However, each of the court's four liberal justices wrote their own dissenting opinions opposing the ruling, signaling a deep divide on the court when it comes to arbitration cases.

The case centered around any employee named Frank Varela, who filed a class-action lawsuit against his employer, Lamps Plus, after a hacker used a spear-phishing attempt to get another employee to inadvertently reveal the tax information of about 1,300 staffers.

Varela had signed an arbitration agreement with the company, but filed state and federal lawsuits against Lamps Plus. The business sought to dismiss the lawsuits, pushing for individual legal action instead.

A district court and the Ninth Circuit Court of Appeals sided with Varela, finding that the arbitration agreement he signed “include[d] no express mention of class proceedings.”

However, the conservative majority on the court on Wednesday overturned those rulings.

Roberts wrote that “[c]lass arbitration is not only markedly different” from the individual lawsuits covered by the Federal Arbitration Act, but that it “also undermines the most important benefits” of traditional individual lawsuits.

“The statute therefore requires more than ambiguity to ensure that the parties actually agreed to arbitrate on a classwide basis,” Roberts stated.

The liberal minority rebuked Roberts’s findings in each of their individual dissenting opinions.

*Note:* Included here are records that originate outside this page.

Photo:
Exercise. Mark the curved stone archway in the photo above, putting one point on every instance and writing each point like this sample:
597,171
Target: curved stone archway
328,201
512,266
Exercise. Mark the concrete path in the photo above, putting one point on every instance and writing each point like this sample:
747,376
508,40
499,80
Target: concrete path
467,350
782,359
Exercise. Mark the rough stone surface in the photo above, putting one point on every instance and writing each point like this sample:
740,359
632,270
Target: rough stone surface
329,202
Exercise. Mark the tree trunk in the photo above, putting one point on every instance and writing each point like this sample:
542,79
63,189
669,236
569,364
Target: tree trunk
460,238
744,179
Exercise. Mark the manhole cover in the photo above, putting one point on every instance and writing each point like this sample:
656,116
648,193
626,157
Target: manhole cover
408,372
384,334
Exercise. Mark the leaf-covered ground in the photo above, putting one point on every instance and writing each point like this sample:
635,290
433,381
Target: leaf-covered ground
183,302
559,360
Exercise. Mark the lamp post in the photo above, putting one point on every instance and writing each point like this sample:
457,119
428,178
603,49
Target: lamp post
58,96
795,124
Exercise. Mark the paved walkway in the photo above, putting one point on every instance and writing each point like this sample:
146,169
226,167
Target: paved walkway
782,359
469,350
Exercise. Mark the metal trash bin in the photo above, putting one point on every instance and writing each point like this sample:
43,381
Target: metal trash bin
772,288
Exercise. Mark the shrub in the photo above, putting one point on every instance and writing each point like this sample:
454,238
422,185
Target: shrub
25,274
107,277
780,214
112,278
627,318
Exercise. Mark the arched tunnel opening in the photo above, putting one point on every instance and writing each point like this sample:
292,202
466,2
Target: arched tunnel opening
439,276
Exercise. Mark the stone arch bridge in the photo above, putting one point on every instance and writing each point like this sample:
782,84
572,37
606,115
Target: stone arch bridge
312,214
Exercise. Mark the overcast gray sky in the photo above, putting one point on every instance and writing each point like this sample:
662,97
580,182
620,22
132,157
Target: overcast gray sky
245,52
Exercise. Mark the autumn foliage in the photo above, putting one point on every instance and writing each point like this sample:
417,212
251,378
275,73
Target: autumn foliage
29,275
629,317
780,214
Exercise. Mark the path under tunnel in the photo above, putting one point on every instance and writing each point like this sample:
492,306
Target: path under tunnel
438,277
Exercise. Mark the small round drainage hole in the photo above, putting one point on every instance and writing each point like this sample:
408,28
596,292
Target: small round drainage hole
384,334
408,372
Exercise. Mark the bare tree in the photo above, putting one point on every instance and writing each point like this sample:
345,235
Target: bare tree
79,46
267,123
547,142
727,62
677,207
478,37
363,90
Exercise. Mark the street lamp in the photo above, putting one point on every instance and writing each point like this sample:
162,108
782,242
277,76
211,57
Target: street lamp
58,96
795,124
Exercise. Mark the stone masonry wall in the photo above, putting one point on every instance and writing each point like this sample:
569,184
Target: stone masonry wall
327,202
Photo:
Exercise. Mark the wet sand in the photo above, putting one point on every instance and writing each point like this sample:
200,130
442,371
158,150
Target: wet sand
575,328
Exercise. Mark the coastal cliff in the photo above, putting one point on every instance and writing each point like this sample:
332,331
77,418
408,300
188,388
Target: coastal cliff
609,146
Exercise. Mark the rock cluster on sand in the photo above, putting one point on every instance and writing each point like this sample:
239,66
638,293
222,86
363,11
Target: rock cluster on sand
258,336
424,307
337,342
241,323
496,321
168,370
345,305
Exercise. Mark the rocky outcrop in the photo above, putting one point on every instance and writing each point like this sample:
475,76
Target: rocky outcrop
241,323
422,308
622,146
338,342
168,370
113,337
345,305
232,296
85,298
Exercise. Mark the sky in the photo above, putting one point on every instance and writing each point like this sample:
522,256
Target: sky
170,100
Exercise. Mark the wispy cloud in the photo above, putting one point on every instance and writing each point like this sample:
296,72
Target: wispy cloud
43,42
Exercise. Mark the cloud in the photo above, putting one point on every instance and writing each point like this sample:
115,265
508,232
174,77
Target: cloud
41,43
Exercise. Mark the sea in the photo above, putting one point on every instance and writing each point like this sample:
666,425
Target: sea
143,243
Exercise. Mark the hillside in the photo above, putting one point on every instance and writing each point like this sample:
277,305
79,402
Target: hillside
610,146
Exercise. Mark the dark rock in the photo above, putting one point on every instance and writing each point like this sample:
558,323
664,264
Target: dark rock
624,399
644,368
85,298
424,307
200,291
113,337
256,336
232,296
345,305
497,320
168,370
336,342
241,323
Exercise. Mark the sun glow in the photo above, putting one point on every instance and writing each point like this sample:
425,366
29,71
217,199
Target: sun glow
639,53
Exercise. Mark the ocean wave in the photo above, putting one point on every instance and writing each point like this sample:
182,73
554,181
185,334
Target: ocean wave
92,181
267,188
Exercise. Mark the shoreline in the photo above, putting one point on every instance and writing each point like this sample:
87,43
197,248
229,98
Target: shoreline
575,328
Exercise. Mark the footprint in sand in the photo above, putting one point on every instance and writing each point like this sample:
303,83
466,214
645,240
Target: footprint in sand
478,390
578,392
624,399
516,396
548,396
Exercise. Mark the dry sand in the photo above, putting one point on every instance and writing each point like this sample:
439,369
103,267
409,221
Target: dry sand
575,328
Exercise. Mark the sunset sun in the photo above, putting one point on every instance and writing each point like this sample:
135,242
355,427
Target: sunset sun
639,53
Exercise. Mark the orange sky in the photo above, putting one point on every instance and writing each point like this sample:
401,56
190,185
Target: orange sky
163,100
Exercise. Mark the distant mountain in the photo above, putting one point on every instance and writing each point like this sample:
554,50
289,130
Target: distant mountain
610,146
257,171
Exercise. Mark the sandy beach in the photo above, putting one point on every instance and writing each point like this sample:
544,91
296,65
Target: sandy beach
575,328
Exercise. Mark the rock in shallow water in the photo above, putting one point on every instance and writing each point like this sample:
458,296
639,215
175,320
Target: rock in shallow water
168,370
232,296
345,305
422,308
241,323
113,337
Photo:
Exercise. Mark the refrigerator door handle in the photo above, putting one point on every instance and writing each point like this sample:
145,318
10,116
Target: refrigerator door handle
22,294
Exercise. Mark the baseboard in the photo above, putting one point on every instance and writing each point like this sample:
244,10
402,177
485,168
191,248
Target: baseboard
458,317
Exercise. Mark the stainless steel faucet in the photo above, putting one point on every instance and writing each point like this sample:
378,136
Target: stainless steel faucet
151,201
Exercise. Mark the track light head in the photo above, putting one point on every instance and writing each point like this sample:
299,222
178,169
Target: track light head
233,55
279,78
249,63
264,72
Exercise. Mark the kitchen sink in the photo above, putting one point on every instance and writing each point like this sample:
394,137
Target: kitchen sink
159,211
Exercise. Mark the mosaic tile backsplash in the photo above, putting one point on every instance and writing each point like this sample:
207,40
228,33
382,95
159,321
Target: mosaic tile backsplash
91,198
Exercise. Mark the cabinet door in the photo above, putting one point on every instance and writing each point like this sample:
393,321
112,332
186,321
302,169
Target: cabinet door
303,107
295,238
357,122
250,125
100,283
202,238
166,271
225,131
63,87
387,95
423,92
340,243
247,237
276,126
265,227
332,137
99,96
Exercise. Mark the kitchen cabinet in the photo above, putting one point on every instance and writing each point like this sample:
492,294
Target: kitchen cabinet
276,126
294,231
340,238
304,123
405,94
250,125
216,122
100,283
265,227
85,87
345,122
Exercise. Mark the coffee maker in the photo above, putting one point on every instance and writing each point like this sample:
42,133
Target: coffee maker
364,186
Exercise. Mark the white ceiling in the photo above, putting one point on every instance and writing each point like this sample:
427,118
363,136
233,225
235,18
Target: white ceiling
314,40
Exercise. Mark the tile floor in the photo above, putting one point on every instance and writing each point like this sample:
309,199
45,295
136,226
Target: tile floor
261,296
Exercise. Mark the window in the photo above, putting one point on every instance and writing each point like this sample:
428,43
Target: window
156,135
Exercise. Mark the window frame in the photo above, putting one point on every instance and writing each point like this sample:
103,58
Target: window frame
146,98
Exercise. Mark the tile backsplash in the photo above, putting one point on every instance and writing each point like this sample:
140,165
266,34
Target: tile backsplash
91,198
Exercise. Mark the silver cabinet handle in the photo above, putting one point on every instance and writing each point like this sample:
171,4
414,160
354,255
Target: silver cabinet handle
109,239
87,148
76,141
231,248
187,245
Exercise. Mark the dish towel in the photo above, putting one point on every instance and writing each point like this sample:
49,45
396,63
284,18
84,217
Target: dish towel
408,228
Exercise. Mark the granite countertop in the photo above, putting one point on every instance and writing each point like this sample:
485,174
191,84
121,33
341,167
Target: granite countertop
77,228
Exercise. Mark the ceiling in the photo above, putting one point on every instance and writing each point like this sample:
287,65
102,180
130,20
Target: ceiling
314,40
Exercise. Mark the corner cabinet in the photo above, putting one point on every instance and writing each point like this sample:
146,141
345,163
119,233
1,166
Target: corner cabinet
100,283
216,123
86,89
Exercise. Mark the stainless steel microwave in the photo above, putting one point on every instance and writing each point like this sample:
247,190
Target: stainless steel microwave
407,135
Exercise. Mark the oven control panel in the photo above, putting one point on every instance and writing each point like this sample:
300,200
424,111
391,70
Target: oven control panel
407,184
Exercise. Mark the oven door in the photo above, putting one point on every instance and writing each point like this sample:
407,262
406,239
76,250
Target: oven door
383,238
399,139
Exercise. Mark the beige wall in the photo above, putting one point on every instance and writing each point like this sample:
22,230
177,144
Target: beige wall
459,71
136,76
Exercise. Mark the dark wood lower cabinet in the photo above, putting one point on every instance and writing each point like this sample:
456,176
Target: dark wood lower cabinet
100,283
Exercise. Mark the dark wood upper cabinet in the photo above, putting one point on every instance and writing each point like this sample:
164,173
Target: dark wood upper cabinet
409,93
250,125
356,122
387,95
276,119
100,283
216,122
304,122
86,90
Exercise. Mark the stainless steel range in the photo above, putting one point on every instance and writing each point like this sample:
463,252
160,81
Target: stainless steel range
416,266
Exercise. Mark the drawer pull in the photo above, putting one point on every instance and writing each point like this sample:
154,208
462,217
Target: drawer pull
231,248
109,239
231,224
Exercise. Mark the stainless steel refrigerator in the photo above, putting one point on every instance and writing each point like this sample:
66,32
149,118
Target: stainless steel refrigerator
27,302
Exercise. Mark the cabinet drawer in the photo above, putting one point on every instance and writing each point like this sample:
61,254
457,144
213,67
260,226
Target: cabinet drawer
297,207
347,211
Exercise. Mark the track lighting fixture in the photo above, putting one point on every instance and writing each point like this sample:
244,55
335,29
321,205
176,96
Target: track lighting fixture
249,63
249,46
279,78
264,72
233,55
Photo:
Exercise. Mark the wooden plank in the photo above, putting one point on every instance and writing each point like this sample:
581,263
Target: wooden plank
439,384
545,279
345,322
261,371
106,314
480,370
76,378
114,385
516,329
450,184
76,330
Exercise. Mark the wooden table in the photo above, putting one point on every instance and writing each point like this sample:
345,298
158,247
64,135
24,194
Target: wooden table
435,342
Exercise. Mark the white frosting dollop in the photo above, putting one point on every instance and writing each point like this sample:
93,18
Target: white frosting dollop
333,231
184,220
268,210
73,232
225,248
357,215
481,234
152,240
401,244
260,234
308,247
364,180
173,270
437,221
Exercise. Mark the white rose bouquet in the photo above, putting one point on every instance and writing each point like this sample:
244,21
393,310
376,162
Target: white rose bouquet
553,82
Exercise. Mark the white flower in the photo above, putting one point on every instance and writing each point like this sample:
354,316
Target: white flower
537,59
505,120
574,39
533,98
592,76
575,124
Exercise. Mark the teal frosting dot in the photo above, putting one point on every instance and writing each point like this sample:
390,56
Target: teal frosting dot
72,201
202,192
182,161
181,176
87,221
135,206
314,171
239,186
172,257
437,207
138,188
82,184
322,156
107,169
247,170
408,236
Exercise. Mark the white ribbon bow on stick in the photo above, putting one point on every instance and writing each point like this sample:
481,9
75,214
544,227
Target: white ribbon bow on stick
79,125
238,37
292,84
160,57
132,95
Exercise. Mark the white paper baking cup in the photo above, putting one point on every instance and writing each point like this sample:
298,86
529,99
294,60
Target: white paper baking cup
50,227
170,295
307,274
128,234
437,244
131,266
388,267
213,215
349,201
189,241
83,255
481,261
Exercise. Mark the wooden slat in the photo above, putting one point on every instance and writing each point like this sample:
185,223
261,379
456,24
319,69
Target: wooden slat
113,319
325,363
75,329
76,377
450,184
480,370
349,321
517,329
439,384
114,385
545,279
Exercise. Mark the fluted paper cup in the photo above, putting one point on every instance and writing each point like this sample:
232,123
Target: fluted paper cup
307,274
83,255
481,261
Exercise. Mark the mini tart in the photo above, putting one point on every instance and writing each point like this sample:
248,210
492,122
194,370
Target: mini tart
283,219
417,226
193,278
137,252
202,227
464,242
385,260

“I write separately to emphasize once again how treacherously the Court has strayed from the principle that ‘arbitration is a matter of consent, not coercion,’” Justice Ruth Bader Ginsburg wrote in her opinion, referencing a previous Supreme Court ruling on arbitration.

Ginsburg wrote that the Supreme Court in recent years “has routinely deployed to the law to deny to employees and consumers ‘effective relief against powerful economic entities’” and that it “has hobbled the capacity of employees and consumers to band together in a judicial or arbitral forum.”

--This report was updated at 11:02 a.m.